Wednesday, January 23, 2008

Olaudah

I was especially interested in the story of Olaudah Equiano.  It amazes me that he was treated so well when the other stories I've heard include slaves being treated harshly and not given the advantages of non-slaves. I also find it strange that in a family that owned slaves (Olaudah's father), members of said family were slaves themselves.  Olaudah's kidnapping interests me because after this point, we do not hear of his sister again.  What happened to his sister?  Was she treated similarly to Olaudah?  Were the two ever reunited?  I am also confused because when he refused to eat, he was beaten, but because he was so thin from not eating, he was not sold and had to be shipped to Virginia (from Barbados).  So he is scolded, and then indirectly rewarded (by not being sold) for the same crime?  Olaudah became friends with different officers and with this trust, different people taught him to read and write - an opportunity rarely given to slaves.  What made him so different that people were willing to treat him that way?  I feel like Olaudah's story is too good to be true and I would like to know more about his life as well as other slaves who were treated with such generosity.

2 comments:

Leah said...

I totally agree with you! At times I felt so bad for Olaudah because his life sounded so tranquil before the slave raiders kidnapped him and his sister. But some other times I found a lot of the good things that happened to him hard to believe. Why were some people willing to teach him how to read and write? And how did he know so much about trading and how to make money at such a young age? Despite the many questions that came up after reading this chapter, his descriptions offered valuable insight into the life of a slave, even if it was uncommon at times.

MMMcClain said...

I do agree that Olaudah was treated alot better than many other slaves but don't get too hyperbolic..lol..He was treated horribly. Even though he became a well known slave, people taught him to read and write, and he was offered opportunities that many other slaves weren't, he was still merely a slave. He was not a man and he still had to wake up every morning and answer to his master or he'd be punished. Olaudah was still in bondage, even until the day he died.

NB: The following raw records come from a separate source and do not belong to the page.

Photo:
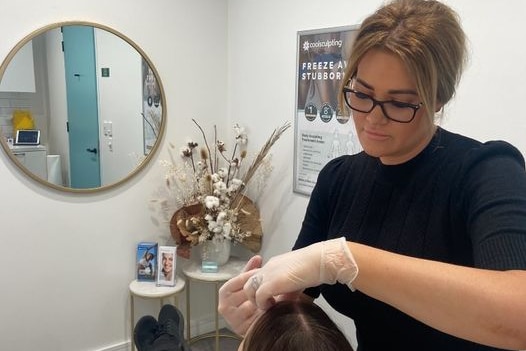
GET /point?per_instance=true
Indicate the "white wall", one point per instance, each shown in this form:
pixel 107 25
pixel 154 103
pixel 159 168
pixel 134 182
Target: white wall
pixel 67 259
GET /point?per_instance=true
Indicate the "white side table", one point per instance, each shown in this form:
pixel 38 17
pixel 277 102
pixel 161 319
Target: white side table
pixel 148 290
pixel 193 272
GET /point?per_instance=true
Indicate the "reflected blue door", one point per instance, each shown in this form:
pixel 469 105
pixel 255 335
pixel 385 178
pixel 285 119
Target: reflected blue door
pixel 83 120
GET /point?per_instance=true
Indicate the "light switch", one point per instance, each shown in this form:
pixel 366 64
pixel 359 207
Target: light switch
pixel 107 129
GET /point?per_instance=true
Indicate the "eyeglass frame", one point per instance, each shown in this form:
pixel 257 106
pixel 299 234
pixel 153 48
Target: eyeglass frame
pixel 381 103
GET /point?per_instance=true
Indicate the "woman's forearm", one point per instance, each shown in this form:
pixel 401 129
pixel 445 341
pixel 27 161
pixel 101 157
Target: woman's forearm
pixel 484 306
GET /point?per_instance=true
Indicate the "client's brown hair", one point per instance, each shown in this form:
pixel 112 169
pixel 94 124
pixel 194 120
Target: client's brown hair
pixel 295 325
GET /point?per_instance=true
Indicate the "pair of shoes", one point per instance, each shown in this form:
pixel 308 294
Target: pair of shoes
pixel 166 334
pixel 144 332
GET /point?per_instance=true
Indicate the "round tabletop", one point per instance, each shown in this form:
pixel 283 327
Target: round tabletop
pixel 232 268
pixel 151 290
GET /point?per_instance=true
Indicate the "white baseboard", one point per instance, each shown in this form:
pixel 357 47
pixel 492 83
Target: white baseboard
pixel 203 325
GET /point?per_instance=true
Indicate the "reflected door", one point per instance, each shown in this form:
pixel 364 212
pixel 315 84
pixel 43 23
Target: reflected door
pixel 83 120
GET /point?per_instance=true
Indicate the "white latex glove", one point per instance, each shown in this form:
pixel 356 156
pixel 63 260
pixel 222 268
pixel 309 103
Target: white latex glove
pixel 326 262
pixel 234 306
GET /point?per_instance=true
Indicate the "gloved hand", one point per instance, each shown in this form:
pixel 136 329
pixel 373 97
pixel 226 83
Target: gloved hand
pixel 234 305
pixel 326 262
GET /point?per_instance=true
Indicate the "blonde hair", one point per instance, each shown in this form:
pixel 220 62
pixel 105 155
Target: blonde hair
pixel 426 35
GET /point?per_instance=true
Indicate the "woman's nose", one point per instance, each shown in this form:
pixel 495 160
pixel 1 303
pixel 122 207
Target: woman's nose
pixel 376 115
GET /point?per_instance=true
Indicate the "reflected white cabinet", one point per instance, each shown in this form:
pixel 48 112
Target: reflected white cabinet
pixel 34 158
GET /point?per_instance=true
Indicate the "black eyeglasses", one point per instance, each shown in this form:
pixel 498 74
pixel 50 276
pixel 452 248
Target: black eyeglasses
pixel 398 111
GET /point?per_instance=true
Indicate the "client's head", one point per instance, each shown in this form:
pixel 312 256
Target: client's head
pixel 294 325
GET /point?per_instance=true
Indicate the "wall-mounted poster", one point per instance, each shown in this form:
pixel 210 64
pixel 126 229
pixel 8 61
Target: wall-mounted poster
pixel 322 131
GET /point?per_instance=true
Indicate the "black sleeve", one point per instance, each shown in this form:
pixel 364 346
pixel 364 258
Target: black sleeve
pixel 495 206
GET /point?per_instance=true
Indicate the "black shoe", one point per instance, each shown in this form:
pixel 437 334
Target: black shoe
pixel 144 332
pixel 170 333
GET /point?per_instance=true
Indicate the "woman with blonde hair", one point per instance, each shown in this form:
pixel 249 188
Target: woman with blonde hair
pixel 421 238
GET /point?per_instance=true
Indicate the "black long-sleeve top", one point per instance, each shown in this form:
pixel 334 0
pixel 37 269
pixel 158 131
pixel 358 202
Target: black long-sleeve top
pixel 459 201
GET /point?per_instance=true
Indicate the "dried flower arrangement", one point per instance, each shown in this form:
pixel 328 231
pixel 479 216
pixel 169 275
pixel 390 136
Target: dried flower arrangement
pixel 209 191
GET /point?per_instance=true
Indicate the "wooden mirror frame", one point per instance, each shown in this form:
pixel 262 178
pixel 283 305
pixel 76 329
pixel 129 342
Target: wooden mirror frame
pixel 143 163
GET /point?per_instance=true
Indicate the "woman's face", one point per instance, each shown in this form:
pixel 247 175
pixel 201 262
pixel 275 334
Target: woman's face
pixel 383 76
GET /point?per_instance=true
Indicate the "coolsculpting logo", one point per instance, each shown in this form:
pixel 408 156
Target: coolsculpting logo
pixel 307 45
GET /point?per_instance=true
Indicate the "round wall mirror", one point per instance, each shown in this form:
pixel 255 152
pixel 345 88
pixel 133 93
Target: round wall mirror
pixel 82 107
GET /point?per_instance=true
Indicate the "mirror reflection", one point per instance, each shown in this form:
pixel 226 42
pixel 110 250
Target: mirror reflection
pixel 93 97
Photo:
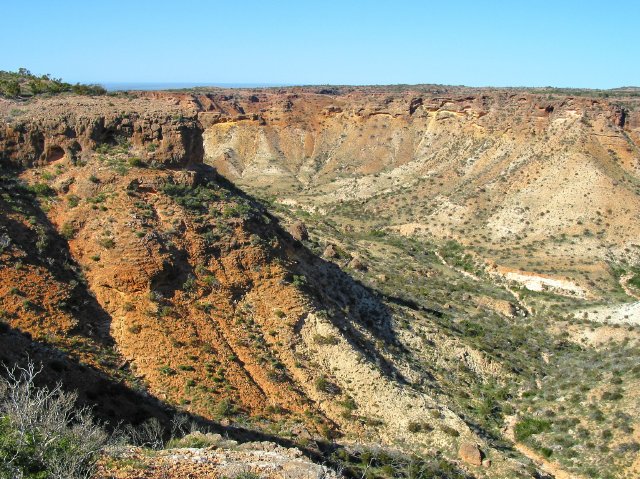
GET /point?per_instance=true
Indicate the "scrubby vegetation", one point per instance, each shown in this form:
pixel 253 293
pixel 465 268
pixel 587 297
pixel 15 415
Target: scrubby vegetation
pixel 23 83
pixel 43 433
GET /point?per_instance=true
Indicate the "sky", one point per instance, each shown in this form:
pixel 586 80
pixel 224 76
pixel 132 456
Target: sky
pixel 561 43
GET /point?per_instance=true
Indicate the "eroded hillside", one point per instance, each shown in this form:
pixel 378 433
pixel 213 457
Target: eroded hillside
pixel 453 239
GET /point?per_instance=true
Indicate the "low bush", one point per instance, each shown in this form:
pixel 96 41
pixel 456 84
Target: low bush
pixel 42 433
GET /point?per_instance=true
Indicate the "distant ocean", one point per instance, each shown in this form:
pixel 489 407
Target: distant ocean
pixel 177 85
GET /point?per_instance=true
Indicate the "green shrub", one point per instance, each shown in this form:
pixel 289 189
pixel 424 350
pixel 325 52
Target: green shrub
pixel 68 231
pixel 42 434
pixel 529 426
pixel 42 190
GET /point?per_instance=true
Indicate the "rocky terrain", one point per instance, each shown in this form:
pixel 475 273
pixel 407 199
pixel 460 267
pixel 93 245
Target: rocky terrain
pixel 363 273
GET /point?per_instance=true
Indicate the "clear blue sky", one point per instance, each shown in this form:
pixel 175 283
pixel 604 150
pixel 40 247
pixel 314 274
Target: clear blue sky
pixel 503 43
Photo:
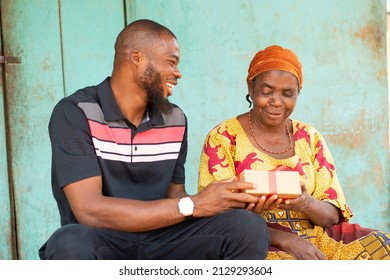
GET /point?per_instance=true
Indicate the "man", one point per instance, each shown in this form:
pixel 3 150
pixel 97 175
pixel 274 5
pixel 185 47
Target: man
pixel 119 150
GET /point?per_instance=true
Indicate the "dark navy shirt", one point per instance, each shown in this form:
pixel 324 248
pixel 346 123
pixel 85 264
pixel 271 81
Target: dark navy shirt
pixel 91 137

At the end of Chapter Two, Hochschild states that Olaudah Eqiano was caputred again and he barely escaped this time. Hochschild make a great point when stating that "as long as the British Empire permitted slavery, no black person in it could be free. Maybe it's easy for me or you to say that his "life sounded so tranquil" but until we have to live in fear like many blacks in London did for years, we musn't make judgements on how tranquil a slaves' life was.